Everyone has an episode of acid reflux now and then after overeating or eating too many spicy foods. McLeod Gastroenterologist Terri Jaggers, MD, describes when you need to see a doctor about GastroEsophageal Reflux Disease (GERD) and what you can do.
Here are highlights from Dr. Jagger’s comments:
GERD is when the contents of the stomach, usually food with acid involved, flows upward into our esophagus or even up into the mouth sometimes when it’s severe. Nausea can be a symptom as well.
GERD is very common. Most people, if you talk to them long enough, will have at least some symptoms of GERD. We as physicians worry about it when it becomes persistent and occurs several times a week. Then, it rises to a much higher level of severity and concern.
We don’t know the actual cause but there are some common associations with it. One is diet. If you eat a lot of spicy foods, caffeine or chocolate – especially late at night — you are more likely to suffer reflux or GERD. Another common trigger is a hiatal hernia, which is a weakness of the muscle between the esophagus and the stomach. Normally, this muscle it is nice and tight. But as we age muscles can relax and allow contents to come up into the esophagus.
You should worry when it happens several times per week no matter what you eat or drink. If you’ve tried over-the-counter medicines for a couple of weeks and it doesn’t go away or goes away and comes back, then you should see a gastroenterologist. It’s most dangerous when food starts sticking in your throat after you eat. The fancy word for that is dysphasia, but basically it means you have trouble swallowing. It can be a very dangerous sign.

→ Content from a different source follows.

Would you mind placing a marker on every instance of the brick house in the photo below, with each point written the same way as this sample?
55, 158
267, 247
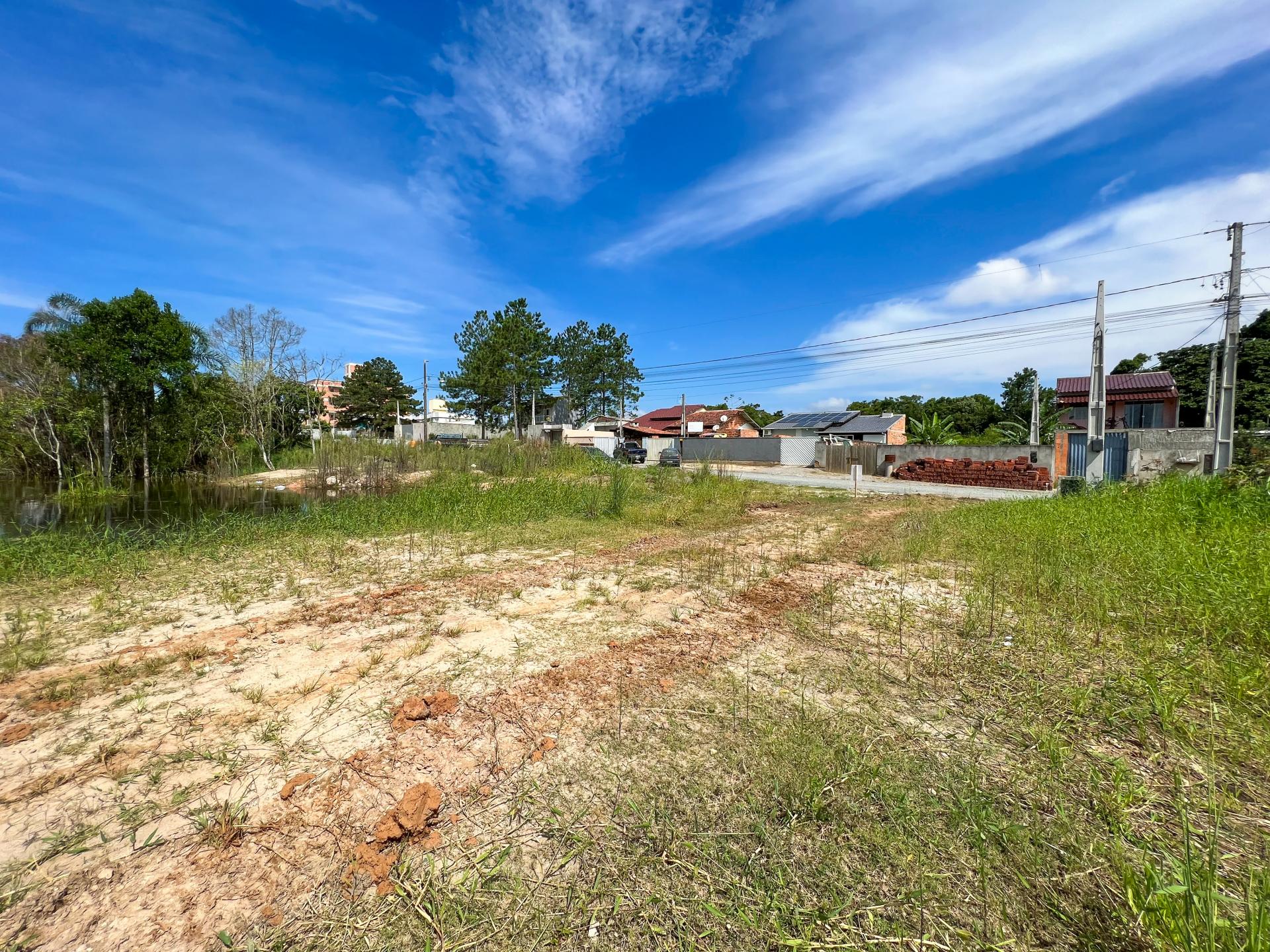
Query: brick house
1134, 401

Alcohol can make it worse. Cigarette smoking makes it worse. Eating late at night and then laying down commonly triggers reflux. Sometimes, people need to lose a little weight. When you are overweight, a person is more prone to reflux.

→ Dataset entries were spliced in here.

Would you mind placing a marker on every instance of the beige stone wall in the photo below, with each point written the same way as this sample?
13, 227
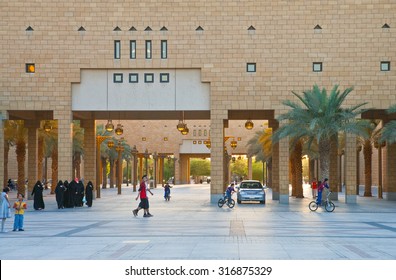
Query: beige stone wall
284, 45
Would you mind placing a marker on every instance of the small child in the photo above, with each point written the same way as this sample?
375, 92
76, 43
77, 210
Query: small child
167, 192
19, 207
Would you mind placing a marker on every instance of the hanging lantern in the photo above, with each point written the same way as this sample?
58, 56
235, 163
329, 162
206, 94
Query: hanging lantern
234, 144
119, 130
47, 126
181, 126
249, 124
109, 126
110, 144
185, 130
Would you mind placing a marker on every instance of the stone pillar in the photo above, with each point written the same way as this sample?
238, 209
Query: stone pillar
89, 152
176, 167
350, 169
32, 126
390, 177
284, 171
250, 169
275, 163
155, 172
65, 143
333, 176
217, 155
3, 117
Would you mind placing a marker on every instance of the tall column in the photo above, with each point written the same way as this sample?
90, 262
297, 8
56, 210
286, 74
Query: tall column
65, 143
155, 172
275, 163
32, 126
390, 177
3, 116
250, 169
176, 167
217, 155
350, 169
333, 176
89, 151
162, 169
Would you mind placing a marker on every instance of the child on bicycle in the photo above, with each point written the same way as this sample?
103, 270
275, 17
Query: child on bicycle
321, 186
229, 191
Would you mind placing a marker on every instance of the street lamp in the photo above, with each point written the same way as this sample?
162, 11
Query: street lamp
134, 152
119, 149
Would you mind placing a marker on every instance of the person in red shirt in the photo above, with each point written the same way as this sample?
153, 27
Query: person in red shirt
314, 187
142, 193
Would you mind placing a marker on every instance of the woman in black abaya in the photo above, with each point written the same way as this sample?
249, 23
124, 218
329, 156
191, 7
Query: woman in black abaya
38, 203
89, 193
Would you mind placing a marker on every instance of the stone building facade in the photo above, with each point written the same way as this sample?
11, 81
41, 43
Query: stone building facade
249, 55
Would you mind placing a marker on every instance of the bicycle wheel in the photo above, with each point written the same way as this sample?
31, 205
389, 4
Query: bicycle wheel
313, 206
329, 206
231, 204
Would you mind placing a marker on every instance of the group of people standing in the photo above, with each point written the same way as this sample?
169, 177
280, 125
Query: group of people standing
73, 194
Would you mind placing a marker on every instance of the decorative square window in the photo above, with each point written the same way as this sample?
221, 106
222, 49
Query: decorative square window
164, 77
164, 49
385, 65
117, 49
148, 49
149, 78
117, 77
30, 68
133, 77
251, 67
317, 67
132, 51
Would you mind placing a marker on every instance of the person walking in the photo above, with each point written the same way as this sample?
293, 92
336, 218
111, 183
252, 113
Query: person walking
89, 194
4, 207
59, 193
38, 203
142, 193
314, 187
321, 186
19, 207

Quite a few treatments are available. We start with simple over-the-counter anti-acids, such as TUMS or Rolaids. The next level includes what we call the “H2 blockers,” such as Zantac and Tagamet. The ultimate medical treatment is the PPI (Proton Pump Inhibitor). Some are over-the-counter, some are prescription medications and this group includes Prilosec, Nexium and Protonix.

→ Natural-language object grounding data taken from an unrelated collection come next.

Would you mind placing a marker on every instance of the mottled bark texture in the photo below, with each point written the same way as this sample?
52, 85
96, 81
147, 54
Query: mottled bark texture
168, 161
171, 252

The next step would be to use an endoscope to look down in the esophagus. Sometimes that’s even done before the medicines have been tried.
There is surgical treatment for GERD. The surgeons do what they call a Nissen wrap, where they wrap the esophagus and almost make like a little gate or barrier to prevent reflux from occurring. It is effective. Yet, it is surgery and fairly invasive. However, if the other mechanisms don’t work then that can certainly be considered.